Соблюдая предосторожности, мы двинулись по направлению к базилике. Чем ближе мы подходили, тем ярче становился свет. Сквозь шум дождя сделались различимы голоса. Напряжение нарастало. Я переложил мачете в левую руку и потянул из кобуры пистолет. Тыгуа не дал мне вытащить оружие, придержал за локоть и отрицательно покачал головой. Надеется все сделать тихо? Наверное. Мы подкрались почти вплотную и остановились. В ход снова пошло зеркальце на рукоятке.
– И все же, я считаю, надо на время убраться из города, – знакомый баритон! Шакес собственной персоной; выходит, я был прав.
– Мы это уже сто раз обсуждали. Поймите, наконец: свежая татуировка в любом случае привлечет внимание. Надо затаиться и переждать.
– Да? А обыски, облавы? Или вы считаете, эти руины обойдут стороной?
– До сих пор обходили… – ба, еще один старый знакомый! Этот сиплый голос не мог принадлежать никому иному, кроме Арриведерчи.
– Шакес, не дергайтесь! Вы меня сбиваете! Что, так сложно потерпеть?
– Да я уже пару часов терплю! – скандально отозвался баритон. – Кто же виноват, что у вас кончилось обезболивающее!
– Скажите спасибо, что хоть тушь осталась! Иначе так бы и ходили уродом…
Тыгуа и его ребята о чем-то беззвучно посовещались. Учитель вскинул над головой руку. Три пальца. Два. Один. Пошел!

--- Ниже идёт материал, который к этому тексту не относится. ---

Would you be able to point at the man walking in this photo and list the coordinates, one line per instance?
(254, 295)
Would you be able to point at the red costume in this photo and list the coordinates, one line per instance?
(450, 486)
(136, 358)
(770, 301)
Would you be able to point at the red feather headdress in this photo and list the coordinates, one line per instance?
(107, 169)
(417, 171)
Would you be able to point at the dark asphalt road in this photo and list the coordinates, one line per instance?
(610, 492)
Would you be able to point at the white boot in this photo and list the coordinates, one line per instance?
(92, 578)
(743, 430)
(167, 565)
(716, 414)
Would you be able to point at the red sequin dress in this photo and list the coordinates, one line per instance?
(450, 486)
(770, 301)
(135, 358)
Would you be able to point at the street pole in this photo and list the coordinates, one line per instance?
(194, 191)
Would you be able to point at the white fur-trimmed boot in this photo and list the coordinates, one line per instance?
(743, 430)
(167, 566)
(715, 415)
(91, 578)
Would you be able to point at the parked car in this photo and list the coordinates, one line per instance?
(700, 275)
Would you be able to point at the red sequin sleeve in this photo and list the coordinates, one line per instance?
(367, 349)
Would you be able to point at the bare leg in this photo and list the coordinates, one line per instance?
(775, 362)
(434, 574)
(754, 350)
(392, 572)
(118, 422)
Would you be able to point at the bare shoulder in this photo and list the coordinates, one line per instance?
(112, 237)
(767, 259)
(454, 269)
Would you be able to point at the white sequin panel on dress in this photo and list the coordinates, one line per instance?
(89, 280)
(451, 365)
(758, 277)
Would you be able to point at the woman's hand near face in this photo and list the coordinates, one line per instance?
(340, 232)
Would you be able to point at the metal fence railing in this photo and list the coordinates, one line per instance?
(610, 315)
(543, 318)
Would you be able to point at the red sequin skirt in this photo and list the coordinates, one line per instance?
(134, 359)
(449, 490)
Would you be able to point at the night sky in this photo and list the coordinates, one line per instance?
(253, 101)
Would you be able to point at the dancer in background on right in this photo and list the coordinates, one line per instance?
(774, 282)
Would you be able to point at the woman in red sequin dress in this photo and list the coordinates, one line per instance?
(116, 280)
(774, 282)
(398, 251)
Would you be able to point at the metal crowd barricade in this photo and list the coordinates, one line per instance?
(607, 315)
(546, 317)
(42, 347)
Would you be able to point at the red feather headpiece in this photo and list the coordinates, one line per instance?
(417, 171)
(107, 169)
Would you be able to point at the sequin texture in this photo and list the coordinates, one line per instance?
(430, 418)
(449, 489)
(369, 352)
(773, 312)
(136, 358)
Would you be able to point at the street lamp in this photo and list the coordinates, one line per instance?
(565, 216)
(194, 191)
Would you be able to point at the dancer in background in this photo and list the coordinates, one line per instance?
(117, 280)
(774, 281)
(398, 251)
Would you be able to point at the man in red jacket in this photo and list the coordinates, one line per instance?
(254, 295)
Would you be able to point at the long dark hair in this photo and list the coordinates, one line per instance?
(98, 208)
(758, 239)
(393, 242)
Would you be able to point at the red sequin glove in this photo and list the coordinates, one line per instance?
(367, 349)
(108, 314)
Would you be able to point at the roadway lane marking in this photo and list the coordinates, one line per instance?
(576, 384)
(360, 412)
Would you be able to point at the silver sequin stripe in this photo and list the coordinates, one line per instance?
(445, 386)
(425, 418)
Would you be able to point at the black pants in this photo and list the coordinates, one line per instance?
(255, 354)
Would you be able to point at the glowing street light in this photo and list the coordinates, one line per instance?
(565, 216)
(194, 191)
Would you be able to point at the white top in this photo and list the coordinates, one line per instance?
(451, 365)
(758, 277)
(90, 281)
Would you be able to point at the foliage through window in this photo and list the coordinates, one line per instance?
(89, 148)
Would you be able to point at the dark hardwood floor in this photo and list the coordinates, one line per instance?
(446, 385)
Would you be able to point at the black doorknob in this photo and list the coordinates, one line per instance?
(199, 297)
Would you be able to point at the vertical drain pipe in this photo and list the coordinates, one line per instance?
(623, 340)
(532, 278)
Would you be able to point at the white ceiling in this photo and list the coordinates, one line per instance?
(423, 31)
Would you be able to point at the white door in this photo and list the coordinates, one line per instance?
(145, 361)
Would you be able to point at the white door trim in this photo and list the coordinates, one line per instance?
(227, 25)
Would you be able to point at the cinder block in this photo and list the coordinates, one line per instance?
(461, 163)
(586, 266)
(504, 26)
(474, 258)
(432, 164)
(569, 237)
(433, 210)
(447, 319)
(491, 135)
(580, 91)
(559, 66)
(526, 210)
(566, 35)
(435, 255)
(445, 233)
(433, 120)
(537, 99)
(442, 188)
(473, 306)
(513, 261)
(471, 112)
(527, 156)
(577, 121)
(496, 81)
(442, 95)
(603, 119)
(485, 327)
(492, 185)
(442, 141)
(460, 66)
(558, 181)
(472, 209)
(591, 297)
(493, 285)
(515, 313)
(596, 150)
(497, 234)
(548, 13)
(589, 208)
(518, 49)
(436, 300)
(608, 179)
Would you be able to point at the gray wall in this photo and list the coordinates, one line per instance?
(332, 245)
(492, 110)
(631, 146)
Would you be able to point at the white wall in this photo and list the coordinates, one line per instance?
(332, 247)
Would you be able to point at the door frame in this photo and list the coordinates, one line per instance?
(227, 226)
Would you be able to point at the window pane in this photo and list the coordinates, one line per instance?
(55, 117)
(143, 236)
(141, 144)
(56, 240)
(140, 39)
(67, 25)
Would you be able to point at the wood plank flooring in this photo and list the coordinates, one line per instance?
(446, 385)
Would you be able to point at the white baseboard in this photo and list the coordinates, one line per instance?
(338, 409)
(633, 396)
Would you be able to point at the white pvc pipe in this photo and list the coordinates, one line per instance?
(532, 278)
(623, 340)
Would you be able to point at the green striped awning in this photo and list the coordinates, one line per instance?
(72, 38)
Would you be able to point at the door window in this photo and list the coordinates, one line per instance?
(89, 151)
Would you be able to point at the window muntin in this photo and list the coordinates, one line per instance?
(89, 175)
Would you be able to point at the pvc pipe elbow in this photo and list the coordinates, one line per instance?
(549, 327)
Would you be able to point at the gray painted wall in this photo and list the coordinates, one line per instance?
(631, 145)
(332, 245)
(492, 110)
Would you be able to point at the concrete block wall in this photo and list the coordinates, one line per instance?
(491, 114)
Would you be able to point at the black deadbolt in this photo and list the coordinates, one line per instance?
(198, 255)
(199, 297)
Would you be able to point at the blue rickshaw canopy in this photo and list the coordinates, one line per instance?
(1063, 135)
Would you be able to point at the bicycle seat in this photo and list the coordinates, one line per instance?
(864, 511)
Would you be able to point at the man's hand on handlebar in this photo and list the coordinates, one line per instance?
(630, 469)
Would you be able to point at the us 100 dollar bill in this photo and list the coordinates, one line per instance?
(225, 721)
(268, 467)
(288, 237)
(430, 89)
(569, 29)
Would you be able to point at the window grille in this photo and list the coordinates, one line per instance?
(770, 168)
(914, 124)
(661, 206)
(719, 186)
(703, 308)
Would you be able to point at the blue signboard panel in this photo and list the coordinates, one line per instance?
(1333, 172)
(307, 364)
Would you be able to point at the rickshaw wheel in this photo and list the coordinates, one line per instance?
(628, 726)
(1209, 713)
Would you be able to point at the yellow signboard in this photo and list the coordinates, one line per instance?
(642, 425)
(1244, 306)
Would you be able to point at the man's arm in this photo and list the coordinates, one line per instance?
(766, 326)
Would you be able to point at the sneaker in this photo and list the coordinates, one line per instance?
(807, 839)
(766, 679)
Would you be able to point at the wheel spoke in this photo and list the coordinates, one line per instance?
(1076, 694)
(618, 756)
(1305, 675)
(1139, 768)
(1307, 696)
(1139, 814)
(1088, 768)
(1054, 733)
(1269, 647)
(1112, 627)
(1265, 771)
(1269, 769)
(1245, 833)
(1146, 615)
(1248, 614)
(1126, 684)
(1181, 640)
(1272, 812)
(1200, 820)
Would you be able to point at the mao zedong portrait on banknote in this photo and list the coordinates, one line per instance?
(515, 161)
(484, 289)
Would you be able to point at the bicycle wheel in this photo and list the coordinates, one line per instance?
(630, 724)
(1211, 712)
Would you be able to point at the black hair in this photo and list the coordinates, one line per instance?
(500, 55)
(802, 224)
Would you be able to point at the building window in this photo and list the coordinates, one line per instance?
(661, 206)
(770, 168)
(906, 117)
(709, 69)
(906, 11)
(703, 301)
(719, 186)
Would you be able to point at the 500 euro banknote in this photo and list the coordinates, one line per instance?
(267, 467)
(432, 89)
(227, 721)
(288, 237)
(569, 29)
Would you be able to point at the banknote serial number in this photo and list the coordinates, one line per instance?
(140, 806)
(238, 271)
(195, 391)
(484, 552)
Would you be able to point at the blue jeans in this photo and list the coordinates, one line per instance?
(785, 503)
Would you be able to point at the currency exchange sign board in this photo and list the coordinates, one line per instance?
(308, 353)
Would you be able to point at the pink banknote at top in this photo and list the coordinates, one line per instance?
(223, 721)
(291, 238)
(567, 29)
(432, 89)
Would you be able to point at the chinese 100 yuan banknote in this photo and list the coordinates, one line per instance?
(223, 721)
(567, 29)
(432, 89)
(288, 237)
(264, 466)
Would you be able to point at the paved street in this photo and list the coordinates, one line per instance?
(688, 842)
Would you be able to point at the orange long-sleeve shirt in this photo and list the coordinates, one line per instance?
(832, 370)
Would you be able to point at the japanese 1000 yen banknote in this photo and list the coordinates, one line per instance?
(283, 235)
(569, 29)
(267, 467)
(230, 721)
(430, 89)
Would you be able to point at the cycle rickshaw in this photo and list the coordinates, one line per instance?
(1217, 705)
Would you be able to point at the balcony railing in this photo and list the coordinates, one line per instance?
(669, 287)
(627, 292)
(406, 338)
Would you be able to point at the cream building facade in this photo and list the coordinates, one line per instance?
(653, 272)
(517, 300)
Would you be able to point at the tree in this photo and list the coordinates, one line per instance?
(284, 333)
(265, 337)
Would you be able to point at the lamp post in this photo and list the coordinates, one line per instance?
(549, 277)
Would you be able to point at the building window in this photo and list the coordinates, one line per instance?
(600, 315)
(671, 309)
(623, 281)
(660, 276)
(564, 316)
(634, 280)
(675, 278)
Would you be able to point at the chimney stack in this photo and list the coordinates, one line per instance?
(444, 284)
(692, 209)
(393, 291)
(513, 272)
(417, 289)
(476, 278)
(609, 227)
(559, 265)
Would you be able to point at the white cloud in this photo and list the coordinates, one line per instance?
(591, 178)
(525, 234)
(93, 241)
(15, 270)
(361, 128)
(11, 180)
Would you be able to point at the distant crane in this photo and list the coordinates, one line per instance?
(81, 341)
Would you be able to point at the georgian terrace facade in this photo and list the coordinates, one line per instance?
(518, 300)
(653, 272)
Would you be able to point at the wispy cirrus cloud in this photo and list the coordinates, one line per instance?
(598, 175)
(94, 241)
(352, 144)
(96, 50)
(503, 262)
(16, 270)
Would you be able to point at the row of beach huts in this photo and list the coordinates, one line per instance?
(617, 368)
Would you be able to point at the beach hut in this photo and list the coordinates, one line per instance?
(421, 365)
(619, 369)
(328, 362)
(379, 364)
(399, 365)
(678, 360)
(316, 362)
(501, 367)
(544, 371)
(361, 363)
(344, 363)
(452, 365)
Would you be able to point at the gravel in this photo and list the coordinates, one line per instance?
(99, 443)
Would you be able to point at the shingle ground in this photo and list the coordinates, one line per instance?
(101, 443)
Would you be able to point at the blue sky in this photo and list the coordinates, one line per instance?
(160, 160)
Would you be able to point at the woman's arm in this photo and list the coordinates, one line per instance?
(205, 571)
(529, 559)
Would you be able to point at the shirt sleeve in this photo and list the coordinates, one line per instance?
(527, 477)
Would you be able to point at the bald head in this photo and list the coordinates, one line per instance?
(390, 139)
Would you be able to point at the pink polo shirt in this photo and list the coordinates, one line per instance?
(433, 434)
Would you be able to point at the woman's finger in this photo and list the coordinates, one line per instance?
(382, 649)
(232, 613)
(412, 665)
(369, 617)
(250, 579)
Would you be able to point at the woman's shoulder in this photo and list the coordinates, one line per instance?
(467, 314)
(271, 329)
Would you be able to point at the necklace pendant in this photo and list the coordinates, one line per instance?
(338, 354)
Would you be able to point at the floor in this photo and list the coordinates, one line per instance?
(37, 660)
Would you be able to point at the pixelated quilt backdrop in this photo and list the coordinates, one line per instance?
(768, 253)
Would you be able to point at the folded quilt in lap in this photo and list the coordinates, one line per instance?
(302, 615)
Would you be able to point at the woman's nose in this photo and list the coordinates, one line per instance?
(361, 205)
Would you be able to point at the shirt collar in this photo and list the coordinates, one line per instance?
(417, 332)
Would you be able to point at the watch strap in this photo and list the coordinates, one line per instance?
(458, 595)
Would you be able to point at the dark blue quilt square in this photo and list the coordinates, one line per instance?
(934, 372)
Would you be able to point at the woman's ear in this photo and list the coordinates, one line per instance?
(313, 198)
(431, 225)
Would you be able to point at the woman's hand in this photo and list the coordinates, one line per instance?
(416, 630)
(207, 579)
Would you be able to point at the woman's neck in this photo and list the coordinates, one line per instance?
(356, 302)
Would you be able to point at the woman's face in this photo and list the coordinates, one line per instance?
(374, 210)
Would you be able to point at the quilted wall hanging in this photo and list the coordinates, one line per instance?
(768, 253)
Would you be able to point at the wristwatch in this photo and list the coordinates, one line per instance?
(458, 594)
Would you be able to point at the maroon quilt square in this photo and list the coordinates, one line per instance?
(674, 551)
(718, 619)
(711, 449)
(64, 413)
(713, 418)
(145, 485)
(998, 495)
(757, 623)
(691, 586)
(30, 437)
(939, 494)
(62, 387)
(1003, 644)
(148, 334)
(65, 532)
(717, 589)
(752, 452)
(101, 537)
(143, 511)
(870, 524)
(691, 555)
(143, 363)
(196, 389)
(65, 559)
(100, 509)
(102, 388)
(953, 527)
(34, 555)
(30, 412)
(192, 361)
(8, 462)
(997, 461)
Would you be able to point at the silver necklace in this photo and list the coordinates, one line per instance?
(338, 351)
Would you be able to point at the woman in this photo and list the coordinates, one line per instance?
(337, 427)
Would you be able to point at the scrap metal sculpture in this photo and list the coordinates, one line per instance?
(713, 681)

Мы ворвались в базилику. Выглядела она впечатляюще: повсюду горели свечи – наверное, десятки свечей: на алтарном возвышении, на ступенях, на подоконниках, просто на полу… Трепетное пламя играло и переливалось в хрустальных струйках воды, сочащихся с высокого потолка. Окна были занавешены плотной тканью – так что наружу не проникало ни лучика.
У алтаря, на расстеленной простыне, лежал Шакес. В изголовье сидел на корточках фрог; рядом были расставлены многочисленные баночки и пузырьки. Татуировщик, вот кто это такой. И вот зачем столько свечей: работа тонкая и требует хорошего освещения. У дальней стены – Арриведерчи: развалился, с удобством облокотившись на вещмешки.